I'm having trouble understanding his explanation of interference. I understand applying the 45 degree counter-clockwise rotation twice would transform the qubit from |0> to |1>. I don't understand how this implies that there are two paths to state |0>. How could those two rotations could get you anywhere besides |1>?
> How could those two rotations could get you anywhere besides |1>
Obviously they can't, which is why the math shows that they don't.
After the first rotation, you are the state (|0>+|1>)/sqrt(2). The physical interpretation of this this state is that it represents a 50% chance of being in |0>, and a 50% chance of being in |1>. If you apply this rotation to either of those two possibilities, you arrive back at (|0>+|1>)/sqrt(2), which still has a 50% chance of being in the state |0>. The two paths leading to this are when the intermediate state is |0> or |1>.

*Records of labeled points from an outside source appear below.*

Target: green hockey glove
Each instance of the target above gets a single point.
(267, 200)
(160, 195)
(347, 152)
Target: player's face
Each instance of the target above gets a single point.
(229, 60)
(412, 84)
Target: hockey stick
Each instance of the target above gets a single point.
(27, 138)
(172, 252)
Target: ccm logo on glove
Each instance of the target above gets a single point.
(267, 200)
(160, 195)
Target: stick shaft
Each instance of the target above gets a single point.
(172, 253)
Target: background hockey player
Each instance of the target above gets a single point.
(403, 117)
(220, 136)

When you actually do the math (in which "rotation" is just a name we give to multiplying by a unitary matrix, U". You find that you end up in the state (.5-.5)|0>+(.5+.5)|1> = .5|0>-.5|0>+.5|1>+.5|1> = |1>.

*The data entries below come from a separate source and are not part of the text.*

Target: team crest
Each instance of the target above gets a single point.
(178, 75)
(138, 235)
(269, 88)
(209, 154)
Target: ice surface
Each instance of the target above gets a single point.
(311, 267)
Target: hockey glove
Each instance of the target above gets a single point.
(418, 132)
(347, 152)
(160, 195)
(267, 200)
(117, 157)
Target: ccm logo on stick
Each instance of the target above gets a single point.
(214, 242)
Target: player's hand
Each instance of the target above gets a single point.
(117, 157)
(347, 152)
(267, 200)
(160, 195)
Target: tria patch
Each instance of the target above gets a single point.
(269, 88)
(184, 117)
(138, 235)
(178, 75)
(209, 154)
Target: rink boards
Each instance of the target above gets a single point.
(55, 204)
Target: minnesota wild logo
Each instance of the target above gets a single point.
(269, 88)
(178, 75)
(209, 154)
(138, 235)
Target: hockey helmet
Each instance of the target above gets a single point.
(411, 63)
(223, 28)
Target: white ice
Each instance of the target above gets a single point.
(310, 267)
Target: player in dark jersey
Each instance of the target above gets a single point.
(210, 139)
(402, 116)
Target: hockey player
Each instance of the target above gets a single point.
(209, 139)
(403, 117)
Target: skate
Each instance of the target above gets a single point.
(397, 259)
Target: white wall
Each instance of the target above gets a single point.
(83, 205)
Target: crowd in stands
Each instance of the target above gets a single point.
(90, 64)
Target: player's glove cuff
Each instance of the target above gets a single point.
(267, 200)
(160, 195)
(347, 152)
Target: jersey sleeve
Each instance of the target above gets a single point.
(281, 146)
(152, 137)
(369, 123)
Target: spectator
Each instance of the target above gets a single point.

Here, we can again see the semblance of 2 paths leading to zero (the two |0> terms), however they have opposite signs, so cancel out.
Aha, thanks to you and ufo for the explanation. I think the problem was that I was thinking about it in complex exponential notation. If I had done it in matrix form, the cancellation of the two amplitudes of the |0> state would have been much more obvious.

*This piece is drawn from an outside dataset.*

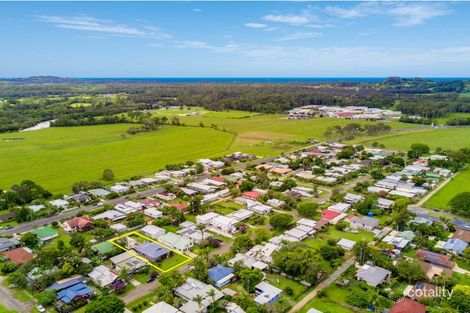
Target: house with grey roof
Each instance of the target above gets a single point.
(364, 223)
(372, 275)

Its not two paths to state |0>. Its one path to 1/sqrt(2)|0> and one to -1/sqrt(2)|0> and those cancel out.
If you start at |0> and do a 45 degree rotation you end up at (|0> + |1>)/sqrt(2). If you start at |1> and do a 45 degree rotation you end up on (-|0> + |1>)/sqrt(2) (note that the coefficient on the |0> is negative now).
Now the trick is that rotations are a linear transformation so rotate(a(x+y)) = a(rotate(x) + rotate(y)). In our case, when we rotate |0> twice, we first end up at (|0> + |1>)/sqrt(2), then we can use linearity to split that into a |0> and a |1> component, rotate them individually and then add up the the results. When we rotate the |0> component we get a +|0> and when we rotate the |1> we get a -|0> and those cancel out (destructive interference).